O livro expõe assim a posição de poder e de precariedade ocupada pelos juízes das Varas de Família. A juíza que protagoniza o livro busca exercer o poder que o Estado lhe conferiu com isenção e sensibilidade. Mas sabe que suas decisões, por mais equilibradas que sejam, não consertam os ressentimentos de um casal que se separa.

Lançado originalmente em 2012, A vida não é justa teve algumas de suas histórias adaptadas para a televisão, na série Segredos de Justiça, exibida no Fantástico. O livro retornou recentemente às livrarias acrescido de textos inéditos, em uma edição que marca seu aniversário de dez anos.

Nas novas crônicas, Andréa Pachá se volta para o impacto que a pandemia teve sobre as relações familiares e, por consequência, sobre as Varas de Família. É o caso de Se eu pudesse esse amor todo dia, a crônica que abre o livro – a história bela e melancólica de duas mulheres idosas que construíram uma vida amorosa juntas mas cometeram o erro de não oficializar sua união.

O leitor deve resistir à tentação de identificar a juíza-narradora com a autora de A vida não é justa. É óbvio que Andréa Pachá recorreu à experiência de quase 20 anos à frente de Varas de Família para compor suas histórias. Mas ela mesma avisa que todos os personagens são ficcionais. Isso inclui tanto o pitoresco Zé Pernambuco, o bígamo cujo patrimônio é disputado por duas viúvas, quanto a sensata juíza que julga esse e outros casos difíceis.

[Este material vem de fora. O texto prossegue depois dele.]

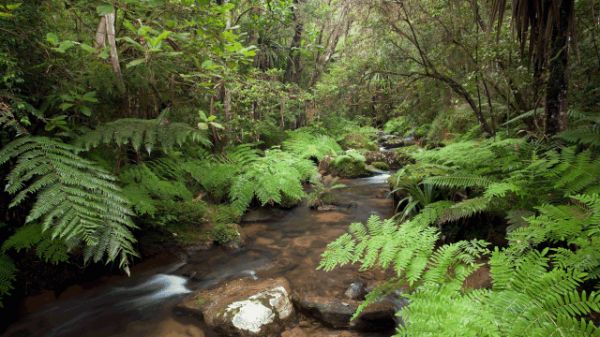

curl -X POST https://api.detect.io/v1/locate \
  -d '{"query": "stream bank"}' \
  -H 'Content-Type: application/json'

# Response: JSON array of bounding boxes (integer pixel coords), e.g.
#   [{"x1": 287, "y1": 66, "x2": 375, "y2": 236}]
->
[{"x1": 3, "y1": 173, "x2": 396, "y2": 337}]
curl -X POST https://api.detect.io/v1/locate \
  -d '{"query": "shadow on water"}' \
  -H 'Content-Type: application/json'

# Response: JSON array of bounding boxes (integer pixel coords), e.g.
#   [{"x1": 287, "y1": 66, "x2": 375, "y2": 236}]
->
[{"x1": 3, "y1": 173, "x2": 394, "y2": 337}]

A juíza, no entanto, tem um estatuto diferente dos demais personagens: é através dela que Andréa Pachá inclui suas próprias considerações sobre divórcio, relacionamentos, mudanças morais e comportamentais. Como é próprio da crônica, os casos narrados no livro – por mais interessantes que sejam por si mesmos – estão a serviço da reflexão.

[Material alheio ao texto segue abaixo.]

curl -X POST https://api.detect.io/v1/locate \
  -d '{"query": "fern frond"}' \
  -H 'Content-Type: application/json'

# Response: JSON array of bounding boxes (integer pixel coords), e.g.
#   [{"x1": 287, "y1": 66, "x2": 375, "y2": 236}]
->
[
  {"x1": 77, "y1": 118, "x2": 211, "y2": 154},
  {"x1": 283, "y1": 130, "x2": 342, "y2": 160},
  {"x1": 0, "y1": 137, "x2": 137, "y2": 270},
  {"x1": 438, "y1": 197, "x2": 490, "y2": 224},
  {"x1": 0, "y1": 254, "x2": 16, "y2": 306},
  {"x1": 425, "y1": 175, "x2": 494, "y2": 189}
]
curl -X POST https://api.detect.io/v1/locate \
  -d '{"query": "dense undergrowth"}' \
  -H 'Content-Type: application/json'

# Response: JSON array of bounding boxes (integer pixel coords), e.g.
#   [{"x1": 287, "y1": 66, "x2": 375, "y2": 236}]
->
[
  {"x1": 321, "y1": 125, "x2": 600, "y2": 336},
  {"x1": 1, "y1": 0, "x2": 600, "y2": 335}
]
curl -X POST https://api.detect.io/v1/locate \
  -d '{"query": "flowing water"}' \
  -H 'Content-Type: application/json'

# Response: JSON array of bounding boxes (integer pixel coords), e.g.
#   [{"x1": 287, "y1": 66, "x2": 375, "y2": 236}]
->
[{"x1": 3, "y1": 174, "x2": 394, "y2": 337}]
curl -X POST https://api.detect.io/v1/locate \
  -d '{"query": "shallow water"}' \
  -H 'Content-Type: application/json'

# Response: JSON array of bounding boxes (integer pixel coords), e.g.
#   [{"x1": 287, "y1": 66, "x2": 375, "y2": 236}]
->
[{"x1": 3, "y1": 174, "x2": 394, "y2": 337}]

O livro acompanha as mudanças pelas quais a legislação brasileira sobre família vem passando desde a redemocratização. Serve como um lembrete de que alguns direitos consolidados são bem recentes.

Em Mas eu amo aquele homem…,  a juíza-narradora conta um caso de violência doméstica com que lidou antes da Lei Maria da Penha. O leitor talvez tenha a impressão de que o texto nos remete à Idade das Trevas, mas a lei que protege as mulheres de homens covardes só foi sancionada em 2006.

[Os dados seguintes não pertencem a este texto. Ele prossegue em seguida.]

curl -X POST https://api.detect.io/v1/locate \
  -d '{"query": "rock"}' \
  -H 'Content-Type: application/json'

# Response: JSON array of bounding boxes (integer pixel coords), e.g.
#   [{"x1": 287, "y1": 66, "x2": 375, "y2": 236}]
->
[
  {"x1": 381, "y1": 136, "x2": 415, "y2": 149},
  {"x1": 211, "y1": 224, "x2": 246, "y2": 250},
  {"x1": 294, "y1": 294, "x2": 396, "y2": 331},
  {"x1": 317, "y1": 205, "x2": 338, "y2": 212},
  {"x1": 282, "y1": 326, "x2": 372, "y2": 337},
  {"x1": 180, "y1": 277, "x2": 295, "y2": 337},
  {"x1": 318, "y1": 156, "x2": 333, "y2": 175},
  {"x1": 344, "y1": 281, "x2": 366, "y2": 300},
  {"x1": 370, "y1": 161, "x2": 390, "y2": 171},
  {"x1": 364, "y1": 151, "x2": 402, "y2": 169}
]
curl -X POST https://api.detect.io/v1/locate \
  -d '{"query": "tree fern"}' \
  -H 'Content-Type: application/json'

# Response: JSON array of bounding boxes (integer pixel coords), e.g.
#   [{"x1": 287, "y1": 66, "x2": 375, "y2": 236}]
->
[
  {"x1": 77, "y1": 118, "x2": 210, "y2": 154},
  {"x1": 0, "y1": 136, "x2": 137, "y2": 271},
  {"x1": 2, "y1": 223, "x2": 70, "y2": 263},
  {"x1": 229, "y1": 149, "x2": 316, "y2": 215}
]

Não há aqui, porém, ilusões sobre o alcance de novas leis. São instrumentos de mudança, mas não bastam para produzi-la. Mas eu amo aquele homem… não tem um final feliz, e é improvável que a Lei Maria da Penha houvesse mudado isso. Outras crônicas, como a devastadora O enterro do filho de Édipo, tratam do sentimento de impotência que assombra a juíza quando ela se depara com os dramas sociais brasileiros.


Andréa Pachá examina ainda as transformações sociais que acontecem fora dos limites das cortes, em uma velocidade que a lei não alcança. As famílias comportam novos modelos, como os casais homoafetivos e as configurações multiparentais, nas quais a criança convive com mais de uma figura paterna ou materna. As redes sociais modificam e multiplicam as possibilidades de relacionamento (e de conflito): Molhadinha25 narra a história de uma sexagenária que assume um personagem erótico em um fórum online, o que leva seu marido a exigir o divórcio.

As crônicas cobrem alguns casos que se podem considerar exóticos, mas no geral apresentam histórias que convidam à identificação imediata – se o leitor já não passou por situações similares, certamente conhece alguém que passou. A narrativa de Andréa Pachá é segura e envolvente. Nas suas reflexões, porém, a prosa às vezes roça no apelo kitsch, insistindo em imagens artificiosamente literárias (“os trajes de violência física machucavam o corpo e aniquilavam a alma,” lemos em um texto sobre mais um caso de violência doméstica).

Escorregões estilísticos à parte, A vida não é justa oferece uma perspectiva luminosa mas sóbria da justiça. Encontramos uma juíza que, diante de um casal divorciado que leva à Vara de Família sua disputa sobre a escola em que a filha deve estudar, julga o caso improcedente, pois não compete à Justiça decidir questões privadas.

O Judiciário existe para arbitrar certas disputas. Nem sempre pode – e nem sempre deve – resolvê-las.